Something that has me quite excited and slightly terrified is projected images of artists at concerts. I think the first time I ever saw something like it was during the 2006 GRAMMY Awards when Gorillaz and Madonna performed together. Images of the Gorillaz and Madonna were projected onstage to make it look like they were actually there and giving the effect of Madonna being able to dance around and interact with the animated avatars of the Gorillaz. I was amazed at the potential of these ‘holograms’, at the sheer creativity and incredible technology behind it. Here’s the video:
This video got me thinking about the possibilities of resurrecting the beloved musicians we have lost. Would it be possible to bring back legends for the future generations to witness ‘live’? Of course it had to happen. During Coachella in 2012, Tupac Shakur was ‘resurrected’ to perform once more for old fans and new through the brilliance of modern CGI technology. Now granted these images of Tupac at Coachella and Madonna and the Gorillaz weren’t strictly holograms; they were a result of a projection technique called Pepper’s Ghost which uses glass, mirrors, screens and other reflective surfaces with light to create and project illusions. You can read more about it here.
This is Tupac’s performance at Coachella:
There are also many bands today who use this technology to project concerts to different locations. German band Tokio Hotel tied up with a company called Musion to create mini virtual concerts in stores/malls across various cities including Berlin and Barcelona and this till today remains one of the coolest things they have ever done [at least in my opinion]:
Of course with the birth and popularity of such technology, comes the literal rise of the machines. Leave it to the Japanese to create one of the most revolutionary pop-icons of the world, and when I say create I mean an amalgamation of imagination and a whole lot of hi-tech software. A particular software called Vocaloid led to the creation of the completely computer-generated Hatsune Miku, a Japanese pop singing sensation. Although artificially generated and technically not a living artist, Miku has millions of fans around the world and is even going to be touring with Lady Gaga for her upcoming ARTPOP Ball. You can read more about Hatsune Miku and her fellow digital pop-stars, also products of Vocaloid, here.

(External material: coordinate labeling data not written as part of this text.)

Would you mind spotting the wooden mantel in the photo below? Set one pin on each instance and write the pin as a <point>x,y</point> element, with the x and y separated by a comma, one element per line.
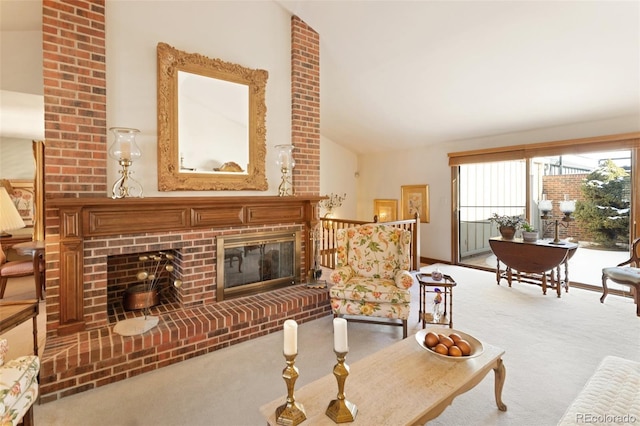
<point>81,218</point>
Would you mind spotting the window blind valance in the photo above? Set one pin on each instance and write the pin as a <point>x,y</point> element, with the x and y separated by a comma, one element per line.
<point>544,149</point>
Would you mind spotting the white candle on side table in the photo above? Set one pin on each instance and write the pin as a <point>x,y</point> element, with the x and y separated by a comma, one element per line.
<point>340,341</point>
<point>290,337</point>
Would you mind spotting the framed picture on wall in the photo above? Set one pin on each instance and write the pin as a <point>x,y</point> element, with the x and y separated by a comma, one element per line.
<point>415,199</point>
<point>386,210</point>
<point>23,196</point>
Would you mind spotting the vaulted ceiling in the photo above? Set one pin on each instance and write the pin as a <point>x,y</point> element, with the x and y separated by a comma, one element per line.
<point>401,74</point>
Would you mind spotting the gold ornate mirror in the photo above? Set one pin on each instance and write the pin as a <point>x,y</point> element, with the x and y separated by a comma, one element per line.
<point>211,123</point>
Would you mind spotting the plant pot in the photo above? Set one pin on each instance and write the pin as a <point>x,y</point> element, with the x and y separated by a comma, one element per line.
<point>139,297</point>
<point>507,232</point>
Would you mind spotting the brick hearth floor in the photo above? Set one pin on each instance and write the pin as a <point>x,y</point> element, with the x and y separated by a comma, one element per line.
<point>93,358</point>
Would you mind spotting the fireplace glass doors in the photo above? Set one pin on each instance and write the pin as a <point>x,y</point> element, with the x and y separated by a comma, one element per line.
<point>257,262</point>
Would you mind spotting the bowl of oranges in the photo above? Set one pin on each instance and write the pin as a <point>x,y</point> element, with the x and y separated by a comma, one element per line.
<point>449,343</point>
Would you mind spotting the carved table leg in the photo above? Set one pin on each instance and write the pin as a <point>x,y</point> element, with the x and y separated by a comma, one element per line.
<point>605,289</point>
<point>500,374</point>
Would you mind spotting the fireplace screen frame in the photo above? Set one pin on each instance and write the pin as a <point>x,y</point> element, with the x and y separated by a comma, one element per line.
<point>224,243</point>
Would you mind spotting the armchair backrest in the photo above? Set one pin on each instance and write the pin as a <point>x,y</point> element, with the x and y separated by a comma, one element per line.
<point>374,250</point>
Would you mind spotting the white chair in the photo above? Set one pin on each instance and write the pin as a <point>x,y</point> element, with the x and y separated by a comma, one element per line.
<point>625,275</point>
<point>19,268</point>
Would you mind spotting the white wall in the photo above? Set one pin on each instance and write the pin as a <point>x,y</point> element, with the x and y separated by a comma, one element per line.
<point>16,159</point>
<point>338,175</point>
<point>382,174</point>
<point>254,34</point>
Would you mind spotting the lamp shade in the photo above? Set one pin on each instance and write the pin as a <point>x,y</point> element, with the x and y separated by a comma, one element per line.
<point>9,216</point>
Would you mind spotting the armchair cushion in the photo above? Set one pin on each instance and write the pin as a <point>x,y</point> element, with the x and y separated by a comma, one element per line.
<point>374,250</point>
<point>404,280</point>
<point>18,388</point>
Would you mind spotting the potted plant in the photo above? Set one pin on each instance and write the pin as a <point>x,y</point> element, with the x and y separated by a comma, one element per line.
<point>529,234</point>
<point>507,225</point>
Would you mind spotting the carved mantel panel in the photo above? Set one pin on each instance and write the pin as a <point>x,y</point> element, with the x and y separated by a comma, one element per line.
<point>82,218</point>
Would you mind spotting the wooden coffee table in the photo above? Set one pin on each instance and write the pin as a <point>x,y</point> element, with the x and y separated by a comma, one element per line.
<point>402,384</point>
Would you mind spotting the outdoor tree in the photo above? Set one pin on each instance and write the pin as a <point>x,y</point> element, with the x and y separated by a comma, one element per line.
<point>604,212</point>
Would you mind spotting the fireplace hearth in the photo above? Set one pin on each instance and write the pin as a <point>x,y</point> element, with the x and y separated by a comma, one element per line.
<point>82,351</point>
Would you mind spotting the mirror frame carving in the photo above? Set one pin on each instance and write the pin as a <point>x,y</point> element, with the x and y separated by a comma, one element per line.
<point>172,60</point>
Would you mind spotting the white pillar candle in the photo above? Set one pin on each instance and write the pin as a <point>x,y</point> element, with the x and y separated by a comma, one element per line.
<point>340,342</point>
<point>125,151</point>
<point>290,337</point>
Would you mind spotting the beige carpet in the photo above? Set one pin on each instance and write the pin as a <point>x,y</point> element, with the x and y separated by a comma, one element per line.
<point>552,348</point>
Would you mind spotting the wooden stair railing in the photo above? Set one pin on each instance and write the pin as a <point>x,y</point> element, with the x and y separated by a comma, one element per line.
<point>329,226</point>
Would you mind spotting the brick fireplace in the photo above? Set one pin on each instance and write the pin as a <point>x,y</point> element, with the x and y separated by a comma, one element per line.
<point>82,351</point>
<point>82,225</point>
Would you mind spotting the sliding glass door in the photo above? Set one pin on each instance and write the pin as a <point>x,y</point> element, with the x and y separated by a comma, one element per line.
<point>602,183</point>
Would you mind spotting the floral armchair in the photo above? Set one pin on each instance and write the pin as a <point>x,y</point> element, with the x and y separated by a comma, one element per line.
<point>372,276</point>
<point>18,387</point>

This is a video of Miku performing one of her super hit songs, ‘World is Mine’ :
Do let me know in the comments below what you thought of Miku. I know I was completely shocked when I first saw this video and filled with wonder laced with fear. It is incredible what technology can do these days, but is it possible they are doing too much? Does Hatsune Miku mean the end of musicians as we know them? If a musician can be created and cater to a record company’s every whim and cause no problems like drug addiction, death, controversy etc, then it very well could mean that we are on our way to replacing our human artists. Although all this seems quite probable, we need to remember there’s nothing quite like a human being. The joy of meeting your favourite artist, shaking their hand or maybe even hugging them and talking to them is torn away. Eye-contact during concerts is next to impossible and projections do not reach their hands out for you to hold. Just watch the concerts I’ve linked you to and compare them to concerts you’ve been to or concerts with human artists. There is definitely a huge difference.
While I do love the evolutionary technology involved behind all these concerts, I believe they should be limited to perhaps something an artist does once in a while, like Madonna and Tokio Hotel, or something to help us see ghosts of artists dead and gone. A virtual ghost like Miku is a unique addition to the musicians of the world, but she cannot be a replacement for the real thing; she is better as an act on her own or a collaborative act with an artist like Lady Gaga. Technology has changed the face of music and will keep doing so for hundreds of years to come!